I tempi delle sue medie e superiori erano segnati da Michael Kors da Celine e Marc Jacobs da Louis Vuitton, mentre il remake di “Il caso Thomas Crown” aveva riportato l’interesse sulla moda maschile, con l’ascesa del suo precedente datore di lavoro, Thom Browne, insieme ad altri stilisti come Adam Kimmel. «C’era molto glamour associato all’essere un designer americano, all’epoca. Il mio dilemma di vita da ragazzo non era il mio destino creativo; era più una questione legata alla sessualità, essendo io cresciuto in un ambiente ecclesiastico. Quello era il mio problema», confessa. «La questione non era, “Come diventerò uno stilista?”. Sono sempre stato quello che lavorava più sodo, anche nei week-end quando nessun altro lo faceva».

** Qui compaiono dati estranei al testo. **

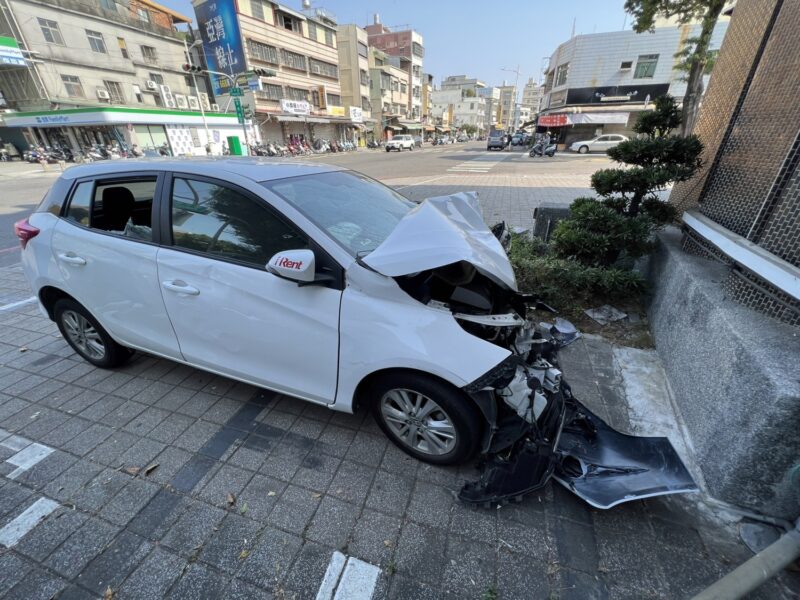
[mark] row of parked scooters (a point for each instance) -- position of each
(300, 147)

«Forse mi manca una New York che non esiste più. Di Parigi amo il mio spazio, dove sono creativamente produttivo. Quando sto via troppo a lungo, mi manca la creatività, il team e il processo in sé. Nonostante le nostre differenze, come città è stata molto generosa nei miei confronti; mi ha dato una Maison con un team». Del team di Schiaparelli Roseberry ha una considerazione speciale: «dietro all’orgoglio della gente che vive qui, batte il cuore di gente che farebbe di tutto per il bello. La squadra è devota e dedicata nel perseguire eccellenza e bellezza; si guadagna il diritto di essere orgogliosa». Roseberry punta sulla sua fuga estiva, di solito nel Maine.
«Poche volte all’anno, ho bisogno di trascorrere cinque o più giorni in un ambiente naturale, che sia all’interno o sulla costa. Andare da solo sul lago in kayak la mattina è davvero la mia idea di paradiso». Comunque Roseberry riconosce che Parigi ha già lasciato un segno profondo in lui. «Quando Parigi vuole mettersi in mostra e farsi bella per te, il livello di bellezza è davvero sorprendente. Non invecchia mai. Camminare lungo la Senna quando il sole fa capolino attraverso le Tuileries mi affascina ogni volta».

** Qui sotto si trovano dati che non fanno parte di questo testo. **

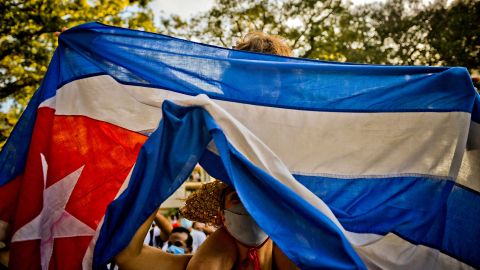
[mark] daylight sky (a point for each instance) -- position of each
(186, 8)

Questa etica del lavoro è una delle ragioni per cui Roseberry è approdato da Thom Browne, dov’è restato fino alla sua nomina da Schiaparelli nel 2019, dopo aver abbandonato il Fashion Institute of Technology nel 2008. In quel periodo da Browne – lo stilista volava a Parigi almeno quattro volte all’anno e l’ha fatto per sette anni. Da newyorchese con origini degli stati del Sud, Roseberry non trovava Parigi particolarmente intimidatoria, anche se trovava difficile connettersi con la città. «Ho bisogno dell’estroversione del ritmo insano di una città per uscire dal mio guscio. In generale, sono molto riservato e credo che l’energia di Manhattan, il passo e il melting pot che c’è lì mi abbiano tirato fuori da me stesso. Parigi è riservata, fredda e chiusa, è così che la vedo, non intimidatoria. O forse lo sarebbe? Dal punto di vista della personalità, sento che siamo navi che passano nella notte». Durante i suoi primi due anni da Schiaparelli ha viaggiato molto tra le due capitali della moda. «Ero esaurito e ora che i viaggi sono ricominciati, è diventato ancora più infernale. Andare avanti e indietro durante la pandemia era un sogno!», dice ripensando ai giorni in cui i terminal e gli aerei erano delle città fantasma.